Solvent Influence on Organic Crystal Agglomeration
Advancing the chemical engineering fundamentals
Crystallization (T2-9P)
Keywords: crystallization, polymorphs, solvents, pharmaceutical
The crystallization process is a critical step in the manufacture of pharmaceutical compounds. In this step properties such as the polymorphic form, particle size, crystal habit, surface properties and mechanical strength can be controlled and secured to achieve an expected product quality. Among important parameters like supersaturation generation, feed and mixing conditions the selection of solvent is crucial. The solvent very much determines the productivity and yield of the process, but also the crystal size, shape and agglomeration. Agglomeration is in principal a three steps process: crystals collide, adhere and grow together. After collision, physico-chemical and fluid mechanical forces compete and determine the time available for crystalline bridging between crystal faces. All three steps are influenced by the properties of the solvent.
In previous work the influence of solvent composition on crystal agglomeration of paracetamol was studied [1-3]. The agglomeration behaviour in the crystallization experiments correlated to large extent to the solvent polarity and to the free energy of adhesion between crystal faces in various solvents. The paracetamol product is less agglomerated and the agglomerates are weaker when the crystallization is carried out in polar solvents where the crystal-solvent interactions are stronger, e g in water. The paracetamol crystal has different faces where the molecules are differently arranged but still expose a rather similar hydrogen bonding ability. In the present work the agglomeration behaviour of (RS)-ibuprofen crystals, exposing a more pronounced difference in surface chemistry and hydrogen bonding ability of different faces, is investigated.

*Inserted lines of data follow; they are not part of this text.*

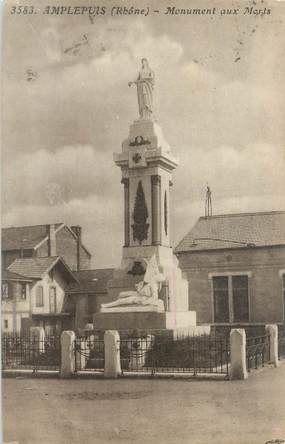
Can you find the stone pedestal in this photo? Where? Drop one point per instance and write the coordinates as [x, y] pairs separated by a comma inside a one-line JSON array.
[[144, 320], [147, 163]]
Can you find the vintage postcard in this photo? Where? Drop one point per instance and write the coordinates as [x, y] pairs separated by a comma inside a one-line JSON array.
[[143, 221]]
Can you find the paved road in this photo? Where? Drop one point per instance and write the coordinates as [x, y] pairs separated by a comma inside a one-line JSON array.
[[144, 411]]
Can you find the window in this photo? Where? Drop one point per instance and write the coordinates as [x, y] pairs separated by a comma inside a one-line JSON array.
[[52, 299], [5, 290], [240, 298], [221, 298], [24, 292], [39, 296], [231, 298]]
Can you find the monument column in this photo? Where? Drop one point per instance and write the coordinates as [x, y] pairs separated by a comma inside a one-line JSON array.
[[126, 184], [156, 209]]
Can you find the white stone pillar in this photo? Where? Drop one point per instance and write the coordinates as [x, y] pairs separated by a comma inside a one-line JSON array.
[[37, 335], [156, 209], [67, 354], [238, 354], [112, 354], [272, 330]]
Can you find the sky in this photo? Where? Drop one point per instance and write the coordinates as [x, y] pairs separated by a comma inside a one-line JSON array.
[[219, 99]]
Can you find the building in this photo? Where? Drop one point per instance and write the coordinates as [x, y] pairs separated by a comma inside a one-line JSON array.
[[235, 266], [38, 264], [33, 294], [87, 294], [45, 240]]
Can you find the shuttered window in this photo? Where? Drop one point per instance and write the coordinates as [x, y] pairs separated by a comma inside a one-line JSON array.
[[231, 302], [39, 296]]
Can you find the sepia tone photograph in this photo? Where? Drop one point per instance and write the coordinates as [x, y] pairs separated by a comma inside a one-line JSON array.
[[143, 222]]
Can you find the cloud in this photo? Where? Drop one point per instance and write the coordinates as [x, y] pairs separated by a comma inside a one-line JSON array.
[[224, 121]]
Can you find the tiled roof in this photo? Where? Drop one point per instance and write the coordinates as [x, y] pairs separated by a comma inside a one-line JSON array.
[[91, 281], [235, 231], [7, 275], [34, 267], [15, 238]]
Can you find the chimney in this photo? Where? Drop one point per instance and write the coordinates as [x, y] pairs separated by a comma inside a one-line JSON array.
[[51, 240], [77, 230]]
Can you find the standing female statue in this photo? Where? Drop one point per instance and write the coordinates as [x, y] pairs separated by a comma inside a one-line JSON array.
[[145, 83]]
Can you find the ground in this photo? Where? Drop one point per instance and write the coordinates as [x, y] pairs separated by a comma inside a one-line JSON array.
[[144, 411]]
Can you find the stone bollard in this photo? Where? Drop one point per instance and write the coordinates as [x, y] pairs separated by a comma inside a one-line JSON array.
[[37, 334], [67, 368], [112, 354], [272, 330], [238, 354]]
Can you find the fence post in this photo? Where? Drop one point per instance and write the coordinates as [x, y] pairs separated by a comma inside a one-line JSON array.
[[67, 354], [38, 337], [238, 354], [272, 330], [112, 354]]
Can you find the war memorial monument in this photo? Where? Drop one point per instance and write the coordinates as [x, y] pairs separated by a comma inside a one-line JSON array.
[[147, 291]]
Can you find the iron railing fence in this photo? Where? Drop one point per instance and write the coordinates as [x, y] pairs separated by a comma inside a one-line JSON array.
[[190, 354], [89, 353], [28, 352], [257, 351]]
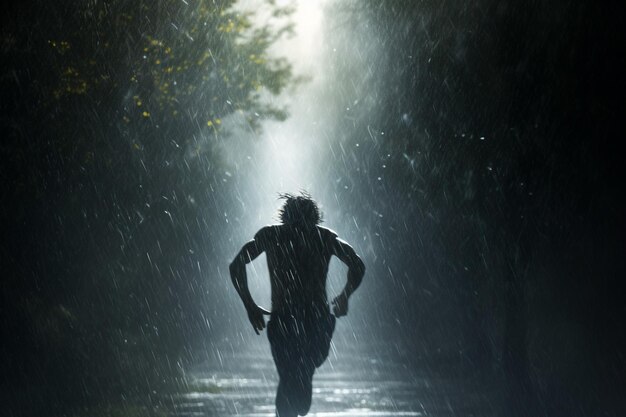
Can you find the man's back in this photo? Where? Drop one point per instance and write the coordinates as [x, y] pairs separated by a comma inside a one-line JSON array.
[[298, 260], [301, 324]]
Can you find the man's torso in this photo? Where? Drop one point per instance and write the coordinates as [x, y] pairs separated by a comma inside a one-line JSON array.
[[298, 261]]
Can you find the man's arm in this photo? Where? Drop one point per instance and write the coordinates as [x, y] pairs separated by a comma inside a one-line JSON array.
[[239, 277], [356, 270]]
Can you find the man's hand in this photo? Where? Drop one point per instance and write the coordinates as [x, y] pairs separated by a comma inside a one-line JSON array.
[[255, 315], [340, 305]]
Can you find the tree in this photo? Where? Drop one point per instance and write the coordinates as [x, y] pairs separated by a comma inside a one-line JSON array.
[[113, 112]]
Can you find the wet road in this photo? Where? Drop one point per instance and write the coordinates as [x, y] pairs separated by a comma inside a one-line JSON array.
[[349, 384]]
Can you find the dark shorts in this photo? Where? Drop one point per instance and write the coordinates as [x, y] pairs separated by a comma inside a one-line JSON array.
[[300, 342]]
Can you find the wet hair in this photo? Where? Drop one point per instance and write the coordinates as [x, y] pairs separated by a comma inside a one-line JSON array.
[[299, 209]]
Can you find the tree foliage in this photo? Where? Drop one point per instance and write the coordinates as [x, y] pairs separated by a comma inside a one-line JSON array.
[[114, 112]]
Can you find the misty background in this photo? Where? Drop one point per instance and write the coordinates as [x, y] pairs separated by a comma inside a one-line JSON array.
[[468, 151]]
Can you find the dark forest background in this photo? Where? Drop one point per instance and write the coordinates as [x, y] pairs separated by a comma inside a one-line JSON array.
[[500, 221]]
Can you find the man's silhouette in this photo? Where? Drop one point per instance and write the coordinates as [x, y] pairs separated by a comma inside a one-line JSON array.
[[301, 325]]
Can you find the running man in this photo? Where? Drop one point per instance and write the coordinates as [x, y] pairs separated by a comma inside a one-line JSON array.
[[301, 325]]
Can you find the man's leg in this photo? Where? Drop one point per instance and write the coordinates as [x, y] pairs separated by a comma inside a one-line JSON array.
[[282, 336], [284, 408]]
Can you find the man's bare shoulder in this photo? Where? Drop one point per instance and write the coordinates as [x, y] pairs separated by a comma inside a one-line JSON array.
[[326, 233], [267, 231]]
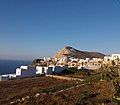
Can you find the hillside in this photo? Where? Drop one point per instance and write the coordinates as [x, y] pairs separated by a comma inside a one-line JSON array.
[[72, 52]]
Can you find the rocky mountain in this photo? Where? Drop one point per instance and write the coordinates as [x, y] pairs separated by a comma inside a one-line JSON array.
[[72, 52]]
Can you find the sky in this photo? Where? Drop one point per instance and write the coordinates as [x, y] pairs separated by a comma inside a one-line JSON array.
[[32, 29]]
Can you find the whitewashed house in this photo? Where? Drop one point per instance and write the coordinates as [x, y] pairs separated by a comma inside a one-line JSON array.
[[57, 69], [115, 56], [48, 70], [4, 77], [39, 70], [25, 71], [12, 76]]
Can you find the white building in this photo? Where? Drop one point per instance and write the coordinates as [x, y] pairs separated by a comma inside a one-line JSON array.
[[48, 70], [40, 70], [57, 69], [4, 77], [115, 56], [24, 71]]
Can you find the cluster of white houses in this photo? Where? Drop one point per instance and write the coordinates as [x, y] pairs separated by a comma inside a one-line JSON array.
[[30, 71], [88, 63]]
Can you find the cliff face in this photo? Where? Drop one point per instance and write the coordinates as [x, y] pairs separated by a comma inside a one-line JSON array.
[[69, 51]]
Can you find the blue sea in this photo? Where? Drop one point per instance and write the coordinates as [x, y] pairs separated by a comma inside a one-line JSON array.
[[9, 66]]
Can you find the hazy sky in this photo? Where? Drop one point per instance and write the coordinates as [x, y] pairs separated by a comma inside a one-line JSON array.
[[35, 28]]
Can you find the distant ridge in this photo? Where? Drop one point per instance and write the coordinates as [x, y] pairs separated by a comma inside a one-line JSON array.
[[72, 52]]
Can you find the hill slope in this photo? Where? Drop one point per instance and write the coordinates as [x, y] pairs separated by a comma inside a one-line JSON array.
[[69, 51]]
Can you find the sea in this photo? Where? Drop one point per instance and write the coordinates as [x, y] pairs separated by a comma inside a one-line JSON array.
[[9, 66]]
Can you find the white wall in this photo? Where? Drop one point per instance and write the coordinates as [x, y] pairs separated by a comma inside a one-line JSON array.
[[48, 70], [39, 70]]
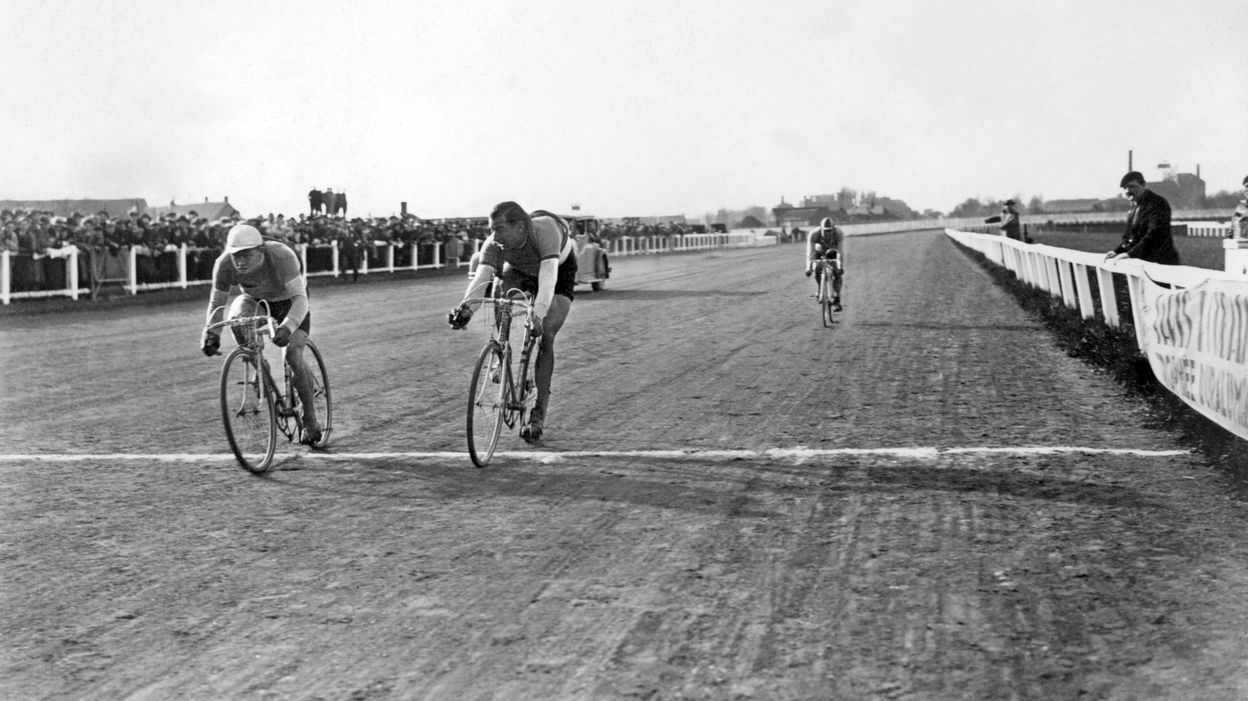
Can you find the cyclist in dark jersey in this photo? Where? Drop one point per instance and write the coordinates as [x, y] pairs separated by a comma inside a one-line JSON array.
[[534, 253], [268, 271], [826, 242]]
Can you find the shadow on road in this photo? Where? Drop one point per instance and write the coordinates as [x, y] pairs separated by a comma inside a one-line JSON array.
[[660, 294]]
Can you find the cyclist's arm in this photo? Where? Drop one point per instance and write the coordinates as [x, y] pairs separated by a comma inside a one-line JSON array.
[[220, 293], [547, 276], [298, 297], [478, 283], [287, 270]]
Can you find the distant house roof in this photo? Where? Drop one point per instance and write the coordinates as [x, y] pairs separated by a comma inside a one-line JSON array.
[[206, 210], [66, 207]]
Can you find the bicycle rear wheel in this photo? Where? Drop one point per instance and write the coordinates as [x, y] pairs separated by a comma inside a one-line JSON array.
[[825, 299], [487, 403], [321, 398], [247, 412]]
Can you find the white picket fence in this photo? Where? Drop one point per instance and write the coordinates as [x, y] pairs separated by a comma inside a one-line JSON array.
[[1192, 323], [327, 260]]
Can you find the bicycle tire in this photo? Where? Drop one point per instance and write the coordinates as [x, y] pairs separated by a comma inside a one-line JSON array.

Fully seeded isothermal crystallization experiments are conducted in pure solvents. Particles from each experiment are examined by image analysis and multivariate data evaluation. Each particle is characterized for the number of crystals per particle using a set of calibration particles. Consistently the product particles are to some extent agglomerated and hence differently from the results of paracetamol the agglomeration behaviour of ibuprofen is independent of solvent. Surfaces of large, well grown ibuprofen crystals are characterized by contact angle measurements. The surface free energy components of different faces are determined by using three probe liquids and the Lifshitz-van der Waals acid-base theory [4]. The free energy of adhesion between different crystal faces can then be calculated and used to explain the observed agglomeration in different solvents.
[1] Ålander, E; Uusi-Penttilä, M; Rasmuson, Å, Ind. Eng. Chem. Res. (2004), 43, 629-637.
[2] Ålander, E; Rasmuson, Å, Ind. Eng. Chem. Res. (2005), 44, 5788-5794.
[3] Ålander, E; Rasmuson, Å, (2006), submitted to AlChE J.
[4] van Oss, C J; Good , R J; Chaudhury, M K, Langmuir (1988), 4, 884-891.
Presented Wednesday 19, 13:30 to 15:00, in session Crystallization (T2-9P).